Ungewöhnliche Säugetiere

Hässliche Säugetiere und die Aufgaben ihrer Merkmale

Ein Mull mit einem Nasenstern, ein Fingertier mit großen Ohren und eine Antilope mit beweglicher Nase sind keine besondere Verwandtschaftsgruppe. Sie stehen hier zusammen, weil ihr Aussehen Fragen weckt. Die Erklärung fällt bei jeder Art anders aus.

Fingertier mit großen Ohren und langen Fingern auf einem Ast
Das Fingertier nutzt Gehör, Zähne und einen langen Finger, um Nahrung im Holz zu finden.

Auffällige Nasen haben verschiedene Aufgaben

Der Sternmull prüft seine Umgebung mit 22 empfindlichen Fortsätzen. Die flexible Nase der Saiga filtert Staub und bereitet kalte Luft auf. Beim Nasenaffen hängen Größe und Form der männlichen Nase auch mit Lautäußerungen und Verständigung zusammen. Die drei Tiere zeigen, warum ein gemeinsames Stichwort noch keine gemeinsame biologische Erklärung liefert.

Ein Porträt zeigt nur eine Oberfläche. Der Sternmull lebt in feuchter Erde, die Saiga in der Steppe und der Nasenaffe in Flusswäldern. Erst der Lebensraum macht verständlich, warum eine auffällige Struktur für das jeweilige Tier nützlich sein kann.

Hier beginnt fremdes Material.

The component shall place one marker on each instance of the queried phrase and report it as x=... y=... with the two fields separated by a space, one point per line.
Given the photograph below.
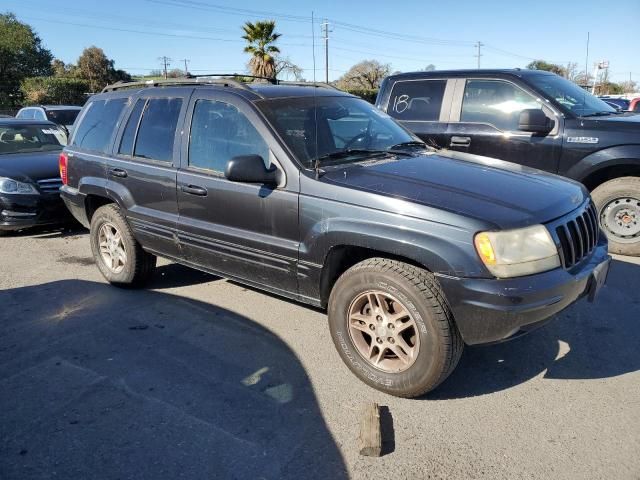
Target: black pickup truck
x=533 y=118
x=316 y=195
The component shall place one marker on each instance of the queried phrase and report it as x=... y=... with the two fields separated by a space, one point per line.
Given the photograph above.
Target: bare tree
x=365 y=75
x=285 y=67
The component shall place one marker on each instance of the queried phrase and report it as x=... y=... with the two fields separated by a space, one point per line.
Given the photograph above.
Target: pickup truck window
x=570 y=95
x=98 y=123
x=219 y=132
x=417 y=99
x=157 y=129
x=495 y=102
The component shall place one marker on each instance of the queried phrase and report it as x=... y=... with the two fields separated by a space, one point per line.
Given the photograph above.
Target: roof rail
x=306 y=84
x=190 y=80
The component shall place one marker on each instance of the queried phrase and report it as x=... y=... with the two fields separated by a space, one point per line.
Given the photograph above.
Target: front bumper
x=493 y=310
x=23 y=211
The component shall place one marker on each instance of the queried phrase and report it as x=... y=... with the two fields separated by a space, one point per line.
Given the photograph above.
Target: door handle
x=194 y=190
x=460 y=141
x=117 y=172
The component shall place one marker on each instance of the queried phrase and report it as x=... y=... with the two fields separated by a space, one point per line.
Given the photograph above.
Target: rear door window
x=495 y=102
x=129 y=135
x=157 y=130
x=219 y=132
x=98 y=124
x=417 y=99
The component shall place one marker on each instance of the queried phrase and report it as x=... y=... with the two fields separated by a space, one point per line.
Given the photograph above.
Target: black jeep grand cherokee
x=315 y=195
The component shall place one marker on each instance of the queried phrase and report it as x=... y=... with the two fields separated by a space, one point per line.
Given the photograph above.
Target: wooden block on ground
x=370 y=439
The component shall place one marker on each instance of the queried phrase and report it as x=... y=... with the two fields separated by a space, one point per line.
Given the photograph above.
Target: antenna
x=315 y=104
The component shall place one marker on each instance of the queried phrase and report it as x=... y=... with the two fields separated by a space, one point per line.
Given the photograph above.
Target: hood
x=34 y=165
x=504 y=194
x=629 y=121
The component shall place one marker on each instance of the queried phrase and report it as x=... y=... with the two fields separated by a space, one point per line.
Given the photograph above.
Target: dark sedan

Finger, Zähne und Haut im richtigen Zusammenhang

Das Fingertier klopft auf Holz, hört auf Hohlräume und holt Nahrung mit einem schmalen Finger heraus. Der Nacktmull gräbt mit vorstehenden Schneidezähnen. Der Große Ameisenbär öffnet Nester mit kräftigen Krallen und erreicht Insekten mit seiner langen Zunge. Diese Körperteile erfüllen verschiedene Aufgaben, auch wenn sie alle ungewöhnlich aussehen.

Haarlose Haut darf ebenso wenig mit einer einzigen Geschichte erklärt werden. Ein grabender Nacktmull lebt unter anderen Bedingungen als ein See-Elefant. Darum ordnen die Tierporträts jede Beobachtung einer bestimmten Art, ihrer Lebensweise und belastbaren Quellen zu.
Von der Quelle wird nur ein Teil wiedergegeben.